Bringe Expositionsschutz und persönlich angepasste Ausrüstung mit, wenn dir kaltes Wasser wichtig ist. Lokale Anbieter können in der Regel Tauchflaschen, Gewichte, Miet-Tauchausrüstung, Neoprenanzüge und manchmal Freitauchausrüstung bereitstellen, aber ungewöhnliche Größen sollten früh reserviert werden. DIN-Ventile sind in Europa üblich, also bringe bei Bedarf einen Yoke-Adapter mit. Trockne die Ausrüstung gründlich zwischen regnerischen Transfers und packe kein Blei oder Tauchflaschen für Flüge. Bei Nationalpark-Tauchgängen bestätige, wer die Genehmigung einreicht und ob bleigewichtete Aktivität abgedeckt ist.
Euro (EUR)
Karten werden in Vigo, Pontevedra, Sanxenxo, Santiago und A Coruña weithin akzeptiert, aber nimm Bargeld für kleine Bars, ländliche Cafés, Parkgebühren, Trinkgelder und als Reserve für Fährtage mit. Auf den Cíes-Inseln oder an abgelegenen Stränden solltest du keine vollständigen Dienstleistungen erwarten.

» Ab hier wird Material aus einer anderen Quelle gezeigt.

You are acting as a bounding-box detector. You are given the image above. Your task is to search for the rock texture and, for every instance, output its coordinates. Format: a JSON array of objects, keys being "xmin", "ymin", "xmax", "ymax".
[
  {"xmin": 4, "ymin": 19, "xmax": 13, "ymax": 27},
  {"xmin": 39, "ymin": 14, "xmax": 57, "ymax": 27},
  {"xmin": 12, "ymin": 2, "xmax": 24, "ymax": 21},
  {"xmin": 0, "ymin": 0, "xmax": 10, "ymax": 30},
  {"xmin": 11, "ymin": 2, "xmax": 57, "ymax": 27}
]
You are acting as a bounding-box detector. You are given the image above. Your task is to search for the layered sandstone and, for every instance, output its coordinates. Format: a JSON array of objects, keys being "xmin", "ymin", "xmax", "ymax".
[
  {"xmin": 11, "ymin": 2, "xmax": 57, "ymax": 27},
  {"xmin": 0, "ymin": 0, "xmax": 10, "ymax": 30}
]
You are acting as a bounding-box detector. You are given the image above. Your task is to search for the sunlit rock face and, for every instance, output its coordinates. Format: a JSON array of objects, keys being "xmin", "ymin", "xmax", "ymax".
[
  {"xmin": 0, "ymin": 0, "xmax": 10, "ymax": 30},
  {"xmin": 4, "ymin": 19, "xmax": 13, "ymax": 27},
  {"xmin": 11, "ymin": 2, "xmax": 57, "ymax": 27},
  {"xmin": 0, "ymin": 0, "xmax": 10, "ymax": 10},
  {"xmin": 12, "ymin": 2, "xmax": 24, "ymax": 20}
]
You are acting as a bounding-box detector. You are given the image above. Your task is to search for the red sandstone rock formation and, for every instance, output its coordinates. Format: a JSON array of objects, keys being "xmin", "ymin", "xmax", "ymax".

Geldautomaten gibt es in den Städten und Gemeinden des Festlands wie Vigo, Baiona, Cangas, Sanxenxo, Cambados, Pontevedra, Santiago und A Coruña. Hebe Geld ab, bevor du zu den Inseln fährst, denn auf den Inseln des Nationalparks gibt es nur begrenzte oder keine Bankdienstleistungen.
230V • 50Hz • C, F
Die meisten europäischen Dual-Voltage-Ladegeräte funktionieren mit einem Typ-C- oder Typ-F-Adapter. Bring genügend Ladekapazität für Kamera-Akkus, Tauchcomputer, Handys und Lampen mit, denn Insel- und Bootstage sind lang.
Kommunikation
Die Mobilfunkabdeckung in Spanien ist in Städten und entlang der Küste gut, mit schwächeren Bereichen rund um Klippen, Buchten und Inseln. EU-Roaming kann für berechtigte europäische Tarife gelten. Besucher von außerhalb der EU können lokale SIM-Karten oder eSIMs nutzen. Speichere Fährtickets, Besuchergenehmigungen, Kontakte der Tauchbasen und Karten offline, bevor du die Inselfähren betrittst.
Sprache
Spanisch und Galicisch sind die Alltagssprachen. Englisch ist in einigen Tauchzentren, Hotels und Tourismusbetrieben verbreitet, aber nicht in kleinen Fischerdörfern garantiert. Ein paar spanische oder galicische Grüße zu lernen hilft, und Ortsnamen können in galicischer Form erscheinen.
Versicherung
Schließe eine Tauchunfallversicherung ab, die Kaltwasser-Bootstauchgänge, Wiederbehandlung, Evakuierung und Reiseunterbrechung abdeckt. EU-Gesundheitskarten oder öffentliche Absicherung ersetzen keine tauchspezifische Versicherung oder Rückholversicherung. Freitaucher sollten die Apnoe-Abdeckung bestätigen, und Wracktaucher sollten Tiefen-, Überkopf- und technische Ausschlüsse prüfen.
Packliste
Packe für kaltes Wasser und atlantisches Wetter: 5mm bis 7mm Neoprenanzug, Halbtrocken- oder Trockenanzug; Haube; Handschuhe, falls angebracht; Windjacke; warme Oberbekleidung; Tabletten gegen Seekrankheit; DSMB; Tauchlampe; Wasserschuhe; rifffreundlichen Sonnenschutz; Wanderschuhe; Trockenbeutel; und gedruckte oder offline gespeicherte Kopien von Genehmigungen und Fährtickets.